US President-elect Joe Biden said returning to the 2015 Iran nuclear deal would be the best way to prevent a nuclear arms race in the Middle East.
After President Donald Trump withdrew the US from the agreement – formally known as the Joint Comprehensive Plan of Action – in 2018, Biden said the US would rejoin and expand the deal if Tehran returns to “strict compliance.”
Returning to the deal would be “the best way to achieve getting some stability in the region,” Biden told New York Times columnist Thomas Friedman in an interview published Wednesday, adding that the last thing the US wants in the region is “a buildup of nuclear capability.”
President Barack Obama, whom Biden served as vice president, lifted sanctions on Iran in return for stopping its nuclear program, and Biden said in the interview that Tehran would still be subject to “snapback sanctions” if it flouts the deal.

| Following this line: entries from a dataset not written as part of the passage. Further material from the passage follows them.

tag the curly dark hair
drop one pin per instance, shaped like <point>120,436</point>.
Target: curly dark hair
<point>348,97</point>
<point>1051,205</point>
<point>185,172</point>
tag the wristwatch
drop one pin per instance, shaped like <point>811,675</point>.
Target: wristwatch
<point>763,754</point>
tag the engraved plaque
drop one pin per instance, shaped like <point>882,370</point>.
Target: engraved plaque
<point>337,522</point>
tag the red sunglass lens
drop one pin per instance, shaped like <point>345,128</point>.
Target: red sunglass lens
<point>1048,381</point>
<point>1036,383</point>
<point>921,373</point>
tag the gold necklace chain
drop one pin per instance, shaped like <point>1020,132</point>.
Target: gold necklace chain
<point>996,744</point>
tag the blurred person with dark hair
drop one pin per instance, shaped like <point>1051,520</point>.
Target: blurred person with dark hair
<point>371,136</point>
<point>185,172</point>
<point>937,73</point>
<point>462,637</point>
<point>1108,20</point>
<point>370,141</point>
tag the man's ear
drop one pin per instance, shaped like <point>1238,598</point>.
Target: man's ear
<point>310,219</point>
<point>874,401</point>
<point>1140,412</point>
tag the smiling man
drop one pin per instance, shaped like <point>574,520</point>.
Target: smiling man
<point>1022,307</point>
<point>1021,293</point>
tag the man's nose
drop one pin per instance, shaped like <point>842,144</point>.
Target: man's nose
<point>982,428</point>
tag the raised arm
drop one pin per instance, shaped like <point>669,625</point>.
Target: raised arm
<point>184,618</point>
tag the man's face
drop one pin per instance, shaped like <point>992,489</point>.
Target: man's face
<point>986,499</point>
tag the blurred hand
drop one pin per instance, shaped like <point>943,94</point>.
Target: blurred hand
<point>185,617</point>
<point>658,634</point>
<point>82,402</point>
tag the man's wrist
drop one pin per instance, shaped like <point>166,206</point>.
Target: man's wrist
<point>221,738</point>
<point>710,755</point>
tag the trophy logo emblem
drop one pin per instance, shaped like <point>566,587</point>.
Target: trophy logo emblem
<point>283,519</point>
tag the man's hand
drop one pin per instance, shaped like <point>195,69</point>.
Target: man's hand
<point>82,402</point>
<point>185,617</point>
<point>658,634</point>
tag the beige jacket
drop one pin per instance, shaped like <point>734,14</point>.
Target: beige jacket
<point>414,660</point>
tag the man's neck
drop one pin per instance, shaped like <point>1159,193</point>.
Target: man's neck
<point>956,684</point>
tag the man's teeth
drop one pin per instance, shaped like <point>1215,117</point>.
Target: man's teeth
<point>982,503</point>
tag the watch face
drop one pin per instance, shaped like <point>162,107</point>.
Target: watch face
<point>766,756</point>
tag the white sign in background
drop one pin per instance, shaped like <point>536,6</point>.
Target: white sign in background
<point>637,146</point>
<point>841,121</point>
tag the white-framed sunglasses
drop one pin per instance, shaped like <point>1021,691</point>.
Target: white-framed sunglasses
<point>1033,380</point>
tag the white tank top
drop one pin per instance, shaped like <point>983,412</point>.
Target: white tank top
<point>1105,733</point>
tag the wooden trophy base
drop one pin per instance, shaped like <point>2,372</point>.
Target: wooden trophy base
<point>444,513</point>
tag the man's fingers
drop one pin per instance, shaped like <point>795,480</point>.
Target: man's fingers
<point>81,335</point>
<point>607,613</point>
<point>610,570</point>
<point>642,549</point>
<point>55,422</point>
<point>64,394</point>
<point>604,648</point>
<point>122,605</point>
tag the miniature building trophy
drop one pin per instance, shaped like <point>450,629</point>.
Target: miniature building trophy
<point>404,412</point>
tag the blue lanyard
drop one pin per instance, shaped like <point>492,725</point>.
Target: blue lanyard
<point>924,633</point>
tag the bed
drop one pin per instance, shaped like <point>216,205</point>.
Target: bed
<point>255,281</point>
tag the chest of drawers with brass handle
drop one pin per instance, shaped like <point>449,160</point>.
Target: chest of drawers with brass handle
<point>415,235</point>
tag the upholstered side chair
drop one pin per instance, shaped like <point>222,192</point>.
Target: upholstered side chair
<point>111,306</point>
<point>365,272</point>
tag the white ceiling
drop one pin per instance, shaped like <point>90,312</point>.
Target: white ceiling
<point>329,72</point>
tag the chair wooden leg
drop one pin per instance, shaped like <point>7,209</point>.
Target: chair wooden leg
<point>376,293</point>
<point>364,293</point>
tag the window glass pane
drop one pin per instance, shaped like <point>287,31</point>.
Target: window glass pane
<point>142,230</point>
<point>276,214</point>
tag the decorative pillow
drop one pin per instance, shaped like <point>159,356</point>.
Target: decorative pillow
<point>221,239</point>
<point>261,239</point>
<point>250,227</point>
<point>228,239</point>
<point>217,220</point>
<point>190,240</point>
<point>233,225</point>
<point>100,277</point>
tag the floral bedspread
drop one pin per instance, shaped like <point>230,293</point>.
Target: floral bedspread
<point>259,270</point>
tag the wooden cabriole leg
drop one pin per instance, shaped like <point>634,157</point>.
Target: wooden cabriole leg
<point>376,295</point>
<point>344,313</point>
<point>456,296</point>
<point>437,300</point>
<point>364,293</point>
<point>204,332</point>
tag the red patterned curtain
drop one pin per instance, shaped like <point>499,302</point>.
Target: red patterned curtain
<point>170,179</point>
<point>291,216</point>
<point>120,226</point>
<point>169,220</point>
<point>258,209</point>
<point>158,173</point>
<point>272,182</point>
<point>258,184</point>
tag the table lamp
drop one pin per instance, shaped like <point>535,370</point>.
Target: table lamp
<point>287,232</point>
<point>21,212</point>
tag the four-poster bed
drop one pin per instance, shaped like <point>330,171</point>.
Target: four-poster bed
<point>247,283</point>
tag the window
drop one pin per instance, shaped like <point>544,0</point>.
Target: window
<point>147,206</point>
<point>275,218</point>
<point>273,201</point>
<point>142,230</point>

An attempt by the US earlier this year to impose such sanctions went nowhere, as Washington had already withdrawn from the deal.
The president-elect also warned that Iran acquiring nuclear weapon capability would trigger an arms race with other powers in the Middle East, including Saudi Arabia, Turkey, and Egypt.
No immediate action on China tariffs
Biden also said was not in a hurry to remove the tariffs on China imposed by Trump.
“I’m not going to make any immediate moves, and the same applies to the tariffs,” Biden said, adding he would first monitor the Phase 1 trade deal inked between the US and China in January, which requires Beijing to purchase around $200 billion in additional American goods in two years.
On Wednesday the US House of Representatives passed a bill to remove Chinese companies from US stock exchanges if they do not fully comply with financial regulations on transparency and auditing.
Since the bill passed the US Senate in May, it will next head to the White House, where Trump is expected to sign it into law.